Des filles en noir / Young Girls in Black (2010)

2 06 2013

My impulse in starting this review is to negotiate Jean-Paul Civeyrac’s importance in contemporary French cinema. Perhaps that’s the sort of argument that deserves its very own space, but a film like this absolutely repositions the filmmakers as one of the country’s best and alas, it seems like no one really is interested in talking about him. This might be one of his more accessible films, but it is one where he builds on his own work. Where he might have been treading in the territory of Rivette or Lynch before (which is perfectly fine!) he is absolutely coming into his own with this feature.

1

Teenagers Noemie and Priscilla are ostracized at school. Priscilla seems to have something of a boyfriend in Sam, but all of her trust belongs to her best friend, Noemie. The two are falling behind academically, though they manage to give an exceptional presentation on Heinrich von Kleist. Their classmates are confused and alienated by the presentation, one of them calls their fascination with the poet “sick.” In retaliation, Noemie announces that her and Priscilla will follow Kleist’s route and kill themselves. They explain this off as nothing serious, but then they begin planning a way for them to end their lives together.

2

A film about teenage girls committing suicide might sounds laughably cumbersome to many, but it might be to Civeyrac’s credit that what is commonly understood as a “phase” is treated with such serious attention. At the same time, it is important to mention that this isn’t a social problems film, even as the working class background of both girls is intentionally illuminated. It’s not a “social problems” film by my understanding of the term because it isn’t about confronting the issue of  teenage angst, that’s what a terrible movie would do. The film is immediately built around the minds and hearts of the two protagonists. Noemie and Priscilla don’t sound the slightest bit ridiculous when they announce that they’re going to kill themselves.

3

I mention the hearts of the two girls on purpose as I would argue that this is indeed a love story.
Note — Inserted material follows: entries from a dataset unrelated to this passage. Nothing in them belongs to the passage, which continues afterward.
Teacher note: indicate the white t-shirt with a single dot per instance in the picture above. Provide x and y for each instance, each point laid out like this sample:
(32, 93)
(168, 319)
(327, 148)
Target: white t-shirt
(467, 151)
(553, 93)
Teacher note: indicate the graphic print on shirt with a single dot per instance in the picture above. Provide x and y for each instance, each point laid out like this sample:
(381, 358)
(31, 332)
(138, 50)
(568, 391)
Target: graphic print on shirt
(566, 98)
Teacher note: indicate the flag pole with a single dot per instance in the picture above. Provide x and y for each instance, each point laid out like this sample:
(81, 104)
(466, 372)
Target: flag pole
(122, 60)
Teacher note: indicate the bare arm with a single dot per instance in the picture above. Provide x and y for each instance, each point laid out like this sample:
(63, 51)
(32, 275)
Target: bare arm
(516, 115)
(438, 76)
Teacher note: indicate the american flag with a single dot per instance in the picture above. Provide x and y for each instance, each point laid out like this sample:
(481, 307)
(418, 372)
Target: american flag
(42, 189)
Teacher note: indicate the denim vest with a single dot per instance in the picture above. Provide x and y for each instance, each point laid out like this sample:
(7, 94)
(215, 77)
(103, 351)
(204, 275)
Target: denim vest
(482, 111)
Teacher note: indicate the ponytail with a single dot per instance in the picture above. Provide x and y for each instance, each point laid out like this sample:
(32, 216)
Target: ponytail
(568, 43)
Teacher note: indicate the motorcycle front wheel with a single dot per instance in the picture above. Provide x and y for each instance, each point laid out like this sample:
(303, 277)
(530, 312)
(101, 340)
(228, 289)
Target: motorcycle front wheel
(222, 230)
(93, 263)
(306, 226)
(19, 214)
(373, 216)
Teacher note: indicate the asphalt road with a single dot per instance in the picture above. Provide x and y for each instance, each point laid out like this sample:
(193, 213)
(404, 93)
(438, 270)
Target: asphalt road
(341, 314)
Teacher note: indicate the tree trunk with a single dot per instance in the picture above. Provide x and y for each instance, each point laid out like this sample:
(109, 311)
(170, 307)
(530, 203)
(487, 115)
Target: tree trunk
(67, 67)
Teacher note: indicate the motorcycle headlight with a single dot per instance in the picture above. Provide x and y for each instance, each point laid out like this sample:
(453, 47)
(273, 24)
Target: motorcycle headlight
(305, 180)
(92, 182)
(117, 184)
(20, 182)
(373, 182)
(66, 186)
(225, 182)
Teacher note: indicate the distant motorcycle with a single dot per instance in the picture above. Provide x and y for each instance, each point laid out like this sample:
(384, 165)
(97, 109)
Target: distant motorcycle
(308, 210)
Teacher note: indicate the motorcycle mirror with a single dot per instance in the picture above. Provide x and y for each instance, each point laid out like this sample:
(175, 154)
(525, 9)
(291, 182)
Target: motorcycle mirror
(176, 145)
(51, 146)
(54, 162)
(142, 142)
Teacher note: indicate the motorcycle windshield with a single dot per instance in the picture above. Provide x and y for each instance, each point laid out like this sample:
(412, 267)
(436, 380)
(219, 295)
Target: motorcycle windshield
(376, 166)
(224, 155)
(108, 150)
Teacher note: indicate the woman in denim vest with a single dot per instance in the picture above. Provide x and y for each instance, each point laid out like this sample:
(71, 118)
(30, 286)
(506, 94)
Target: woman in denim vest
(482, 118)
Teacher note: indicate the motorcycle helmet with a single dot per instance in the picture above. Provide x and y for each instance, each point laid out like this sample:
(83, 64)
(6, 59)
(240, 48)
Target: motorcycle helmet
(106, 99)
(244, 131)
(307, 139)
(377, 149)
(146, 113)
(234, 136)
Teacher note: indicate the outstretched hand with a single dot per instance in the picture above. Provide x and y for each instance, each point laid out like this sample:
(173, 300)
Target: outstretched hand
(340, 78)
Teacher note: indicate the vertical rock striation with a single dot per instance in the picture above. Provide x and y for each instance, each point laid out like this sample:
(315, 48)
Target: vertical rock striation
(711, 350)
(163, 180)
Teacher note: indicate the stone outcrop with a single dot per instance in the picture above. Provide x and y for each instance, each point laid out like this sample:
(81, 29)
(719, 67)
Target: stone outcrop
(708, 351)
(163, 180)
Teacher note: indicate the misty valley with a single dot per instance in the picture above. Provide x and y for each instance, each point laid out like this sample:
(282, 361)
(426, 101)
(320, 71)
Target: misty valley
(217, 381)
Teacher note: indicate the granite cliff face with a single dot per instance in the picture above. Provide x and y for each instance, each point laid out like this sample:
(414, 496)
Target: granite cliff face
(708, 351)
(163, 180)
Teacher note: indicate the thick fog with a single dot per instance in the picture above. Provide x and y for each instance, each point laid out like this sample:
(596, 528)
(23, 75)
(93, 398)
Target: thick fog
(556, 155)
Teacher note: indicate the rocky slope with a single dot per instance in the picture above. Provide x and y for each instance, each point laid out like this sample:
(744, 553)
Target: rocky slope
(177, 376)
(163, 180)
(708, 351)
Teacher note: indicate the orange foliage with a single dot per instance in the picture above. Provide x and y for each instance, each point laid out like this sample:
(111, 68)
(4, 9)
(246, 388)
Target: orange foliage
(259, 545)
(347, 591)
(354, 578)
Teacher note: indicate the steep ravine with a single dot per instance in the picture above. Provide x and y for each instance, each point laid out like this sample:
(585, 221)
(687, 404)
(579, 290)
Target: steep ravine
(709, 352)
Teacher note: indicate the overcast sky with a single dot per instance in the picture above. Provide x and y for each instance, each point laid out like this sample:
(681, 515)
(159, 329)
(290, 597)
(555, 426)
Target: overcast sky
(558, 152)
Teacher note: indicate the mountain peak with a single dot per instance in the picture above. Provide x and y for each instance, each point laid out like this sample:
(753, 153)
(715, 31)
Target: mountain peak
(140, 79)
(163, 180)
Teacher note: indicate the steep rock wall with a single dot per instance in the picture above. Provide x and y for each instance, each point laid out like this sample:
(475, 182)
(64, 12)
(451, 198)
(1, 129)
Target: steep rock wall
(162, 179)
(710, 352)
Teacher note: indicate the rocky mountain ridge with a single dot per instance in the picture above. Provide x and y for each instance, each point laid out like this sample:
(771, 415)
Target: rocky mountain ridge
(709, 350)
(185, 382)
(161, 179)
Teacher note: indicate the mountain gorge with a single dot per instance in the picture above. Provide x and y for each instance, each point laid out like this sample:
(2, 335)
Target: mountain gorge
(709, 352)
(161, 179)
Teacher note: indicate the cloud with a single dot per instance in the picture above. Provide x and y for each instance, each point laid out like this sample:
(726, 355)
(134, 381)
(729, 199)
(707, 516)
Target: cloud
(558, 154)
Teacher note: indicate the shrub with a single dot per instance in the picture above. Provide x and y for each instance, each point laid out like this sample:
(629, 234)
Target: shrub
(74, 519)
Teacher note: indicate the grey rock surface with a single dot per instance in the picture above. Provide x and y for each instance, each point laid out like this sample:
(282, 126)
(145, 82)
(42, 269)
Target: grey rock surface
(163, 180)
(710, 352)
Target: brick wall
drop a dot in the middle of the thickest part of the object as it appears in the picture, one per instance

It’s not a sexual or romantic one, even as the photography itself captures both sensually. The aforementioned shades of Lynch might make Mulholland Dr. a reference point, but I don’t think that film’s sexual nature translates to this. Civeyrac himself has shown he’s able to blur the lines of physical interaction and their conscious intention. Civeyrac’s 2000 film, The Lonely features an extended sequence of two friends wrestling naked. The act is understood as playful but it goes on for an uncomfortable amount of time. It’s inevitable that one might eventually read that sequence as sexual. The opposite seems to be going on here. When Noemie and Priscilla embrace, it could initially be read as sexual, but as the camera linger, we realize it comes from a different kind of love. The two are bound together by the fact that the rest of world terrifies or hurts them.

4

It might be a sign of the fact that cinema doesn’t have enough narratives that is dominated by just two women that this film will indeed be connected to something like Mulholland Dr. The other comparison I mentioned before was Rivette and indeed, the female relationships in Celine and Julie and Le Pont du Nord might be closer to the spirit of the friendship in this film than that of the relationship in Lynch’s film. The biggest point of difference would be that Civeyrac doesn’t share Rivette’s playfulness. The situation here is much more dire, which isn’t a criticism of him being too serious. He certainly can’t be accused of playing up emotional torture, he’s observant with his camera and his characters do the reflection, not him.

5

One might confuse a strong emotional reaction to this film with the fact that it involves an event that is, for lack of a better word, a tragedy. This isn’t the only reason the film registers for me or why I think it packs a punch. The impact is a jarring one, but it is not that haunts us because of our primal reaction. It’s impossible to talk about suicide without getting personal, because it is perhaps the most personal act. There have been films about it before and there will continue to be films about it, but few films have captured the mental processing of it. To clarify, Civeyrac hasn’t made a heavy-handed film where pretentiously contemplates death, but one where the mere existence of living must be evaluated frequently enough that it becomes overwhelming.

6

Civeyrac’s film runs only 84 minutes and it’s not like he’s packing a lot of information into this time period. It embodies to me what it means to be cinematic. The film’s narrative never seems like that exactly, but instead it’s the unfolding of events, most of which are relatively minor. While it creates a fascination internal conversation between Noemie and Priscilla on death, it creates another dialogue with Noemie on personal trauma. Her rehab does not end with a triumphant return into the public, nor does it comfort us with the idea that she’s safe. Instead, it’s a ongoing emotional battle, which I realize could not sound more pretentious. Thankfully, Civeyrac has managed to convey all of this beautifully in his film.